Time Resolved Ice Formation in Protein Crystals

A combination of solvent nanoconfinement, fast cooling, and fast data collection enables ice-free protein crystallography between 180 and 260 K, even in crystals having large solvent cavities and large bulk-like solvent fractions. The time evolution of diffraction properties was measured for fast-cooled crystals of apoferritin (63% solvent content, 33.9 Å solvent cavities) and of thaumatin (58% solvent content, 12.4 Å solvent cavities) soaked in solutions containing between 0% and 40% w/v glycerol. While ice formation in external solvent occurs rapidly below 260 K, internal solvent is suppressed and occurs stochastically. Removing external solvent reliably produces ice-free diffraction at between 180 K and 260 K for at least seconds, sufficient for collection of complete data sets.
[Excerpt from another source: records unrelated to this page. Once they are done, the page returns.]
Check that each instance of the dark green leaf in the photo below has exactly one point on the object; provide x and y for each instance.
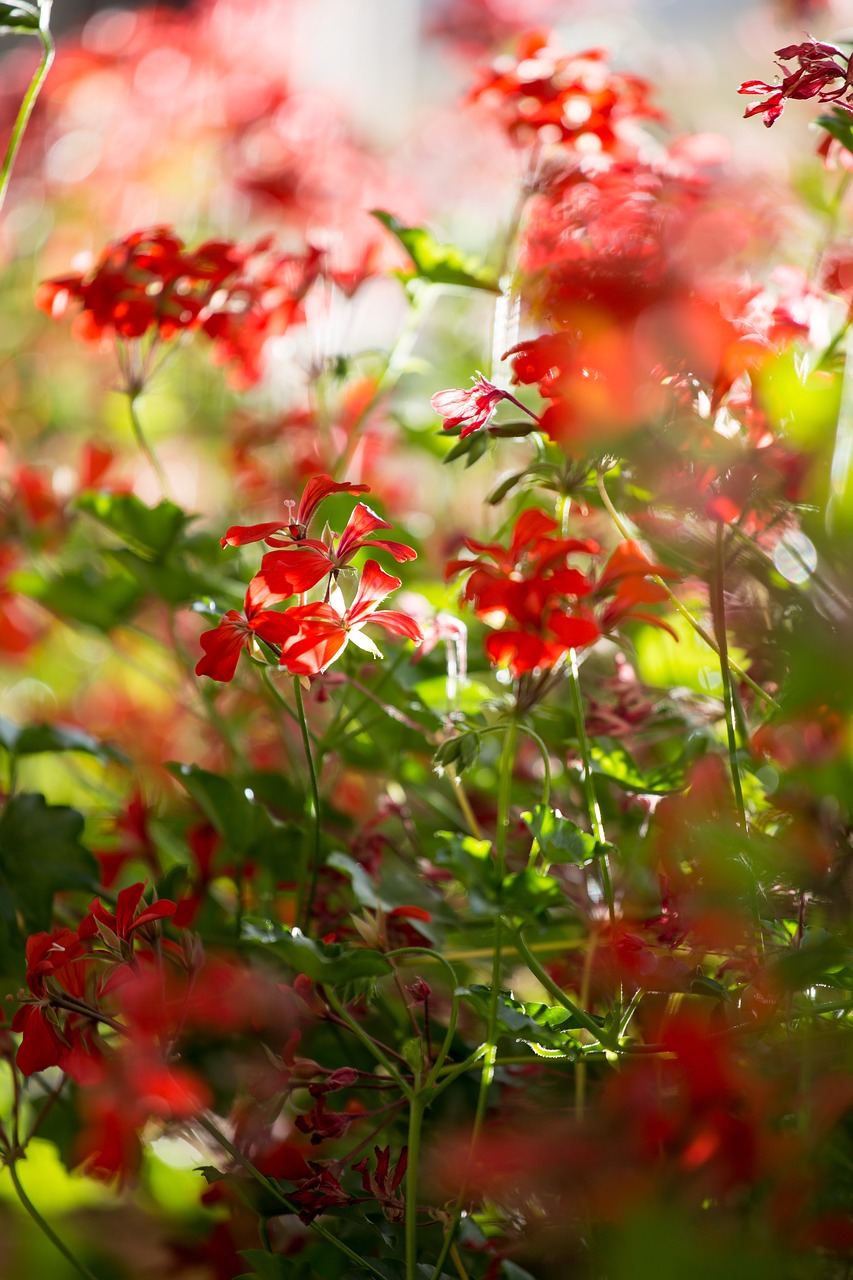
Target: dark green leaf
(149, 531)
(40, 855)
(474, 443)
(322, 961)
(839, 126)
(18, 18)
(439, 264)
(33, 739)
(560, 839)
(82, 595)
(223, 803)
At 200 to 240 K, crystal mosaicities are much smaller than those obtained at 100 K with lowest mosaicities from cryoprotectant-free crystals. While the internal solvent remains liquid, solvent transport within the crystal and structural relaxations of the protein molecules and of the crystal lattice can occur. These results make variable temperature crystallography viable for protein crystals with large solvent contents, and with weakly bound ligands that may be displaced by cryorpotectants.